2159 You can use the same {\tt umfpack.h} include file for both 32-bit and
2160 64-bit versions. Simply link your program with the appropriate 32-bit
2161 or 64-bit compiled version of the UMFPACK and AMD libraries.
2162
2163 Type {\tt make hb} in the {\tt UMFPACK/Demo/HB} directory
2164 to compile and run a C program that reads in and factorizes
2165 Harwell/Boeing matrices. Note that this uses a stand-alone Fortran
2166 program to read in the Fortran-formatted Harwell/Boeing matrices and
2167 write them to a file which can be read by a C program.
2168
2169 The {\tt umf\_multicompile.c} file has been added to assist in the
2170 compilation of UMFPACK in Microsoft Visual Studio, for Windows.
2171
2172 %-------------------------------------------------------------------------------
2173 \subsection{Installing the MATLAB interface}
2174 %-------------------------------------------------------------------------------
2175
2176 If all you want to do is use the UMFPACK mexFunction in MATLAB, you can skip
2177 the use of the {\tt make} command described above. Simply type
2178 {\tt umfpack\_make} in MATLAB while in the {\tt UMFPACK/MATLAB} directory.

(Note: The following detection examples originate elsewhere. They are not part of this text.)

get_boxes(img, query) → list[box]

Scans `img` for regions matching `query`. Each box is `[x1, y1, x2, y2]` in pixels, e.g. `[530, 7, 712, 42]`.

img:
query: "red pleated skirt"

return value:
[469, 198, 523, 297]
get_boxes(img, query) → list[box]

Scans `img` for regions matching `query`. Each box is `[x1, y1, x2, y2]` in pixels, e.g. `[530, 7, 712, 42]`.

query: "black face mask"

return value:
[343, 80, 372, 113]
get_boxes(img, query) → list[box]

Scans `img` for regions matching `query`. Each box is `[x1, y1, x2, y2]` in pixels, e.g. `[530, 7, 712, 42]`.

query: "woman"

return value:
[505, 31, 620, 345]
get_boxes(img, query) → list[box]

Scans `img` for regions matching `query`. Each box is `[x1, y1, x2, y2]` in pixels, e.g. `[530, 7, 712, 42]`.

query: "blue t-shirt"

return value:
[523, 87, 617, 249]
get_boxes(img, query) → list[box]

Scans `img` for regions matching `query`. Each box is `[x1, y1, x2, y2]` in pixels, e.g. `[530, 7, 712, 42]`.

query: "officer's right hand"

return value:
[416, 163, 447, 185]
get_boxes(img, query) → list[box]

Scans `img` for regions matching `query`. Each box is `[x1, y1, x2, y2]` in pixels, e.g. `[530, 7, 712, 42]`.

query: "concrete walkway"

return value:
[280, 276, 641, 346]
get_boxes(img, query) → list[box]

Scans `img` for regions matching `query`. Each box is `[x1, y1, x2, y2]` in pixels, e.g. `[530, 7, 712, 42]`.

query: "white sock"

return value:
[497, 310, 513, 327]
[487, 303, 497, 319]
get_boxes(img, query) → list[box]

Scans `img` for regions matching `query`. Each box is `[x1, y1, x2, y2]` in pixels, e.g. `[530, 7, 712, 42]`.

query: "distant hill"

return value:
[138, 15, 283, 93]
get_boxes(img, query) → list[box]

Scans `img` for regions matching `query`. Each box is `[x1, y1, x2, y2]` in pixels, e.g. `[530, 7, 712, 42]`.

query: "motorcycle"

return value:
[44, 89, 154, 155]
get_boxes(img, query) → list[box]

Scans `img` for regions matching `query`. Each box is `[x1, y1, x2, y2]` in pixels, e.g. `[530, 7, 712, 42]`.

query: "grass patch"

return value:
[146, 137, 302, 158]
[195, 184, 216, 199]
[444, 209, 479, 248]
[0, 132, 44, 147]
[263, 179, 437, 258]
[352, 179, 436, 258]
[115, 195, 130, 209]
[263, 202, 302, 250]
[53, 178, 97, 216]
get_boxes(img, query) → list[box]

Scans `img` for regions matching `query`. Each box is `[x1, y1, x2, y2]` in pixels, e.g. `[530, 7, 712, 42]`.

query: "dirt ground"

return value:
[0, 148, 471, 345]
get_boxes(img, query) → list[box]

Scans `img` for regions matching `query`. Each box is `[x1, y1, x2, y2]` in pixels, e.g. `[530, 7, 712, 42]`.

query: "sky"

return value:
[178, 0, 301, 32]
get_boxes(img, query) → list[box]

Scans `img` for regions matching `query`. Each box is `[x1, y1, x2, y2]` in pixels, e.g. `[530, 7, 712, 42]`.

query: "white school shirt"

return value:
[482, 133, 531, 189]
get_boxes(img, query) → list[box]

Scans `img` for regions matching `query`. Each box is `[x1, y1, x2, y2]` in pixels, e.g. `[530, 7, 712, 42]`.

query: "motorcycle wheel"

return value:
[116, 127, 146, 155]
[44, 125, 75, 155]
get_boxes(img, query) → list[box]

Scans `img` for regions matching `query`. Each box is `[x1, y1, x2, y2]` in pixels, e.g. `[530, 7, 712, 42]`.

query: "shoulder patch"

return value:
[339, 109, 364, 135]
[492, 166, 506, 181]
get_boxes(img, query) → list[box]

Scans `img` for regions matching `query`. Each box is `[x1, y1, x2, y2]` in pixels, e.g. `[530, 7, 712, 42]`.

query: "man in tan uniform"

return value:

2179 You can also type {\tt amd\_make} in the {\tt AMD/MATLAB} directory
2180 to compile the stand-alone AMD mexFunction (this is not required to
2181 compile the UMFPACK mexFunction). This works on any computer with MATLAB,
2182 including Windows.
2183
2184 You will be prompted to select several configuration options, including
2185 whether or not to use the BLAS.
2186 MATLAB 5.3 (or earlier) does not include the BLAS, so you either have to
2187 compile UMFPACK without the BLAS (UMFPACK will be slow), or modify your
2188 {\tt <matlab>/bin/mexopts.sh} by adding your BLAS library
2189 to the {\tt CLIBS} string,
2190 where {\tt <matlab>} is the directory in which MATLAB is installed.
2191
2192 If you are using Windows and the {\tt lcc} compiler bundled with
2193 MATLAB 6.1, then you may need to copy the
2194 {\tt UMFPACK}$\backslash${\tt MATLAB}$\backslash${\tt lcc\_lib}$\backslash${\tt libmwlapack.lib}
2195 file into the
2196 {\tt <matlab>}$\backslash${\tt extern}$\backslash${\tt lib}$\backslash${\tt win32}$\backslash${\tt lcc}$\backslash$
2197 directory.
2198 Next, type {\tt mex -setup}
2199 at the MATLAB prompt, and ask MATLAB to select the {\tt lcc} compiler.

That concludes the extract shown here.